The book highlights costumes from all the films, paying extra attention to the scores of outfits worn by Padme Amidala, who, maybe not so coincidentally, was played by fashion plate Natalie Portman.
--"The New English Dandy" (Workhouse, $45) by Alice Cicolini.
British men are known for their usually fashionable, occasionally foppish style, and this book focuses on the 20- and 30-somethings searching for a look to call their own. Sometimes they get it right -- as proved by writer Peter York in a sharp blue suit and tailor Tony Lutwyche in a purple velvet one -- and sometimes they don't.

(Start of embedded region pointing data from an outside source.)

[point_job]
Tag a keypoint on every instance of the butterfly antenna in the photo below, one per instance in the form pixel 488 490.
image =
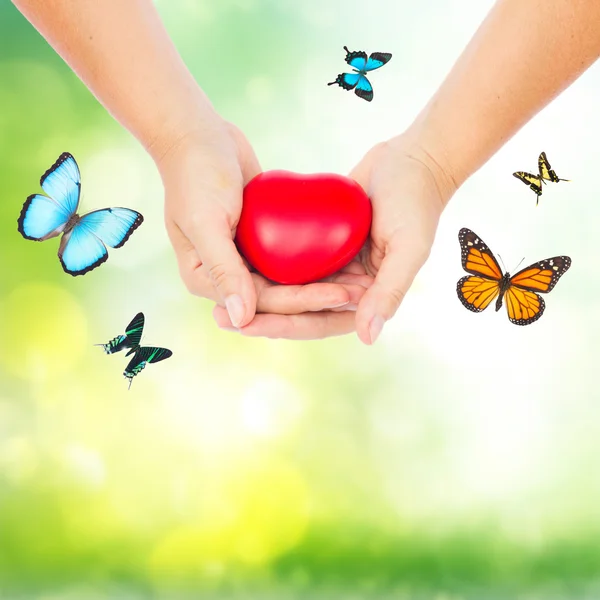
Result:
pixel 520 262
pixel 503 265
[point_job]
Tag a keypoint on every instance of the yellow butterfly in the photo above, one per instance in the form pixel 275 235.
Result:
pixel 535 181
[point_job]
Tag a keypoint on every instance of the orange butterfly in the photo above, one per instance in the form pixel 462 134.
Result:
pixel 523 302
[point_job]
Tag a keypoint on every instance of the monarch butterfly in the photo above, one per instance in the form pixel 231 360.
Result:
pixel 535 181
pixel 360 64
pixel 486 281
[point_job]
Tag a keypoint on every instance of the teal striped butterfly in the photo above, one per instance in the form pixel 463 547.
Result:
pixel 131 339
pixel 142 355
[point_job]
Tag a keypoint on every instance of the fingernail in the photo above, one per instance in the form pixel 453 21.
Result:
pixel 235 308
pixel 339 305
pixel 375 327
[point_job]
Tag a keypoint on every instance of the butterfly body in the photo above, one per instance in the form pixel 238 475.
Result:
pixel 144 355
pixel 545 173
pixel 83 245
pixel 521 291
pixel 361 65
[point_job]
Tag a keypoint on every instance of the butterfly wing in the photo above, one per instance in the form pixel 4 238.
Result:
pixel 546 171
pixel 542 276
pixel 346 80
pixel 131 339
pixel 533 181
pixel 476 293
pixel 62 182
pixel 476 257
pixel 143 356
pixel 357 60
pixel 81 251
pixel 44 217
pixel 113 226
pixel 523 302
pixel 364 89
pixel 84 247
pixel 135 329
pixel 523 307
pixel 376 60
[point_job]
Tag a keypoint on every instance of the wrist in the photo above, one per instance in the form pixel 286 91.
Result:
pixel 418 146
pixel 193 120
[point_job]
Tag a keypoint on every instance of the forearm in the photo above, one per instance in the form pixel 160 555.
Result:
pixel 523 55
pixel 122 52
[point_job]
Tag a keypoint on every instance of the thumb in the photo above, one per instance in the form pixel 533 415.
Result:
pixel 398 269
pixel 225 267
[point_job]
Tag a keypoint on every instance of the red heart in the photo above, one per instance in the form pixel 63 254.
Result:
pixel 297 229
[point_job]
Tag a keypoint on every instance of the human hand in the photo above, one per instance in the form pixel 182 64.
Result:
pixel 204 174
pixel 409 190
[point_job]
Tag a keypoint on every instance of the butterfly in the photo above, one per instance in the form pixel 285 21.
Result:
pixel 535 181
pixel 84 239
pixel 143 356
pixel 521 291
pixel 131 339
pixel 361 65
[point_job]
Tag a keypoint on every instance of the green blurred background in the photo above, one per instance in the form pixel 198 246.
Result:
pixel 458 458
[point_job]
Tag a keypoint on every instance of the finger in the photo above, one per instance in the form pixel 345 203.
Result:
pixel 311 326
pixel 248 160
pixel 190 266
pixel 212 237
pixel 355 267
pixel 395 276
pixel 297 299
pixel 365 281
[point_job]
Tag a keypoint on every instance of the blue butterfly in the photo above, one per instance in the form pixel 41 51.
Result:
pixel 83 244
pixel 358 81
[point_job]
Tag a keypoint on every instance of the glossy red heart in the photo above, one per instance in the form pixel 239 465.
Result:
pixel 297 229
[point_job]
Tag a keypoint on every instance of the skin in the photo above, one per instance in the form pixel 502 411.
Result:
pixel 493 89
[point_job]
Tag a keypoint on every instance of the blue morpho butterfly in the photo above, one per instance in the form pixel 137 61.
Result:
pixel 83 244
pixel 142 355
pixel 358 81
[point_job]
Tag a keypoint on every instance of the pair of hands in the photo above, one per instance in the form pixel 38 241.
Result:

--"Tiffany Diamonds" (Abrams, $50) by John Loring.
Tiffany & Co. diamonds are famous around the globe for their quality, charisma and the tradition they reflect. Loring aims to include all those facets in the book.
There are pictures of sparkling diamonds in elaborate and creative settings, but some of the most interesting images are the sketches that became famous pieces of jewelry or the receipt of a $50 diamond ring sold in 1896 with a money-back guarantee.
A particularly helpful tool might be the glossary, which explains the four "Cs" of diamonds -- cut, clarity, color and carat weight.
--"Daniel Swarovski: A World of Beauty" (Thames & Hudson) by Vivienne Becker and Rosemarie Le Gallais.
Few contemporary runway collections are presented without mentioning Swarovski crystals -- they're often what add a little extra oomph to an evening gown or eye-catching accessory. But none of it could've happened without the efforts of a Bohemian crystal-worker and budding scientist more than a century ago.
Daniel Swarovski discovered that crystals could be mechanically cut and polished, allowing for factory production on a significant scale. His heirs have taken that knowledge and now use it to decorate everything from chandeliers to glitzy versions of necklaces based on traditional American Indian designs.
--"The New Boutique: Fashion and Design" (Merrell, $49.95) by Neil Bingham.
Fashion, art, architecture and business all come together at the chicest boutiques. Bingham traces the development of the modern retail movement to new stores in London, Milan, New York, Paris and Tokyo.